Miami mayor: Dolphins, Hurricanes are ready to have 13,000 fans at their stadium

The NFL has made it through Week 1 of its season, and amid the COVID-19 pandemic, only three teams allowed fans in their stands: Kansas City, which hosted just over 16,000 fans at Arrowhead Stadium last Thursday (22% capacity); Jacksonville, which welcomed close to 17,000 fans at TIAA Bank Field on Sunday (25% capacity); and Denver, which allowed just 500 fans on Monday at Mile High Stadium, all friends or family of players and coaches.

But Miami Mayor Francis Suarez says the Dolphins would have hosted fans at Hard Rock Stadium if the team had been at home in Week 1 (Miami played at New England), and the team is ready to host up to 13,000 fans on Sunday, or 20% of the stadium’s capacity. (Average Dolphins home game attendance in 2019 was around 63,000.)

“They’ve probably set the standard for how a stadium should deal with Covid, in terms of creating a variety of different touch-less systems to be able to safely have fans in there,” Suarez told Yahoo Finance. “It’s exciting for people to think that things are returning to some semblance of normalcy.”

The Dolphins and the University of Miami Hurricanes, who also play at Hard Rock Stadium, received approval in late August to host 13,000 fans at their respective openers. The Hurricanes played their opener on Sept. 10, but ended up with only 8,153 fans in attendance, which some saw as a sign that local football fans are not itching to return to a game in person.

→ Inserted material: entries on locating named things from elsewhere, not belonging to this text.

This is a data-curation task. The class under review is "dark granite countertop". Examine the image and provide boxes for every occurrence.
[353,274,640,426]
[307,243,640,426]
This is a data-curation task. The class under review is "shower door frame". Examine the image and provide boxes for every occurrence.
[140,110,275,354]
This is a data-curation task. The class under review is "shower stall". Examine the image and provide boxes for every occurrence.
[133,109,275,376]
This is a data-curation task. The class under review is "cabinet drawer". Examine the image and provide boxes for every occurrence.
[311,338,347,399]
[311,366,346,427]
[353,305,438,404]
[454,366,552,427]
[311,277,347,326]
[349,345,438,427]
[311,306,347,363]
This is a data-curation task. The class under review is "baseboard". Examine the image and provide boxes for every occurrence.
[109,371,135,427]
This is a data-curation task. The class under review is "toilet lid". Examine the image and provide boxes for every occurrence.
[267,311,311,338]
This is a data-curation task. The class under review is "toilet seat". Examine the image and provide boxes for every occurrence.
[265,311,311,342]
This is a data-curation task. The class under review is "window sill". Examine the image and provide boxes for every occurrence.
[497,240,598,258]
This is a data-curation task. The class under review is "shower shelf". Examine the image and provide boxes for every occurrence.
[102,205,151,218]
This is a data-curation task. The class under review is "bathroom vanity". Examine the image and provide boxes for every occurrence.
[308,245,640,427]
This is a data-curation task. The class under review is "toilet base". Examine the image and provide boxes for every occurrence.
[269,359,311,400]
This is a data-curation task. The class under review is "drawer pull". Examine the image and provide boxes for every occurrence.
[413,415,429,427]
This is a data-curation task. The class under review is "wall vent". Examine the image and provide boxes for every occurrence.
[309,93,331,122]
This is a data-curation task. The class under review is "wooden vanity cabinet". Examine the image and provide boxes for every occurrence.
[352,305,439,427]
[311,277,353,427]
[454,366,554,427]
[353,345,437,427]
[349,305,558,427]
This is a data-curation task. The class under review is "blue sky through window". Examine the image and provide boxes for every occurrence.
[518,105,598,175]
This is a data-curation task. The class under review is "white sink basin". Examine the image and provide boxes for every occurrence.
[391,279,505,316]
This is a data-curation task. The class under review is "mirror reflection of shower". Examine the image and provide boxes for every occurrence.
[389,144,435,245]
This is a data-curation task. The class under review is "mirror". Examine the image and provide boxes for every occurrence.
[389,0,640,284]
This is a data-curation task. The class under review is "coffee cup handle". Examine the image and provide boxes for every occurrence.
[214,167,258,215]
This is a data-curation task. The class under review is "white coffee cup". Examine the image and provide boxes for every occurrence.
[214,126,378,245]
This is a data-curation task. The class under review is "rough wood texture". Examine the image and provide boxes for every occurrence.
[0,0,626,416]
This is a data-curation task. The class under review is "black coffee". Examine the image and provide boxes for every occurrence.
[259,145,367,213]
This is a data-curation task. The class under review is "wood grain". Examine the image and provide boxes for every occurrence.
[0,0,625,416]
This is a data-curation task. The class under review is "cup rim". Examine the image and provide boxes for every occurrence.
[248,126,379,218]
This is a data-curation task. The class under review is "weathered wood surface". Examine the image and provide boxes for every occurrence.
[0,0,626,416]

Brett Goldberg, CEO of ticket resale site TickPick, says that when NFL teams began selling tickets back in May, “The demand was incredibly strong, and the consensus was ‘Okay, things will be fine by September,’ but now, I can’t tell if it’s the social distancing and wearing a mask that is turning people off, the demand is not the same now as it was in May.” (In August, the Green Bay Packers revealed that in a survey, 80% of Packers season ticket holders said they were not comfortable attending games yet.)

Positive COVID-19 cases peaked in Miami on July 12 and have steadily fallen since then, though the city’s data showed another spike on Sept. 1.

MIAMI GARDENS, FLORIDA - AUGUST 29: (L-R) Stephen M. Ross Chairman of the Board & Managing General Partner of the Miami Dolphins speaks with DeVante Parker #11 of the Miami Dolphins as Isaiah Ford #84 and Jakeem Grant #19 of the Miami Dolphins get ready for training camp at Hard Rock Stadium on August 29, 2020 in Miami Gardens, Florida. (Photo by Mark Brown/Getty Images)
(L-R) Stephen M. Ross Chairman of the Board & Managing General Partner of the Miami Dolphins speaks with DeVante Parker #11 of the Miami Dolphins as Isaiah Ford #84 and Jakeem Grant #19 of the Miami Dolphins get ready for training camp at Hard Rock Stadium on August 29, 2020 in Miami Gardens, Florida. (Photo by Mark Brown/Getty Images)

Miami’s plan is not without controversy.

Rep. Donna Shalala (D-FL), former University of Miami president, called it “risky” to host fans at Hard Rock Stadium this soon. And Buffalo Bills coach Bill McDermott, whose team will come to Miami on Sunday to play the Dolphins, called it “ridiculous” that some teams are hosting fans while others are not. The Bills have announced they will not host fans at their games for the time being.

Kansas City faced similar criticism leading up to its kickoff game on Sept. 10. But Kansas City Mayor Quinton Lucas defended the plan on Yahoo Finance: “Part of the reason we get to a weird number like 22%, which some have pushed back at us on, is because that actually is the measurement of what you need to have rows between people, to have social distancing between pod groups,” he said. “There really won’t be crowds in the same way at the stadium.”

Indeed, TickPick CEO Goldberg notes that in advance of the Chiefs’ Sept. 10 opener, there were a surplus of four-packs and six-packs of tickets available, “because they were trying to optimize the number of people they could have in, with the proper distancing. If they have a group of two, they have to allow the same amount of space between the next group as they do for groups of four or six. But not many larger groups went, so that had a real impact on the resale side.” In the days before the game, the resale price for four-packs and six-packs were in some cases half the price of a pair of tickets.

Miami is not the only team planning to host fans in Week 2. Cleveland will allow 6,000 fans at its game on Thursday; Indianapolis will allow 2,500 fans on Sunday; and Dallas will allow fans on Sunday but has not yet said how many.

Only two teams, the Las Vegas Raiders and the Washington Football Team, have already announced they will not host fans at any of their home games this season.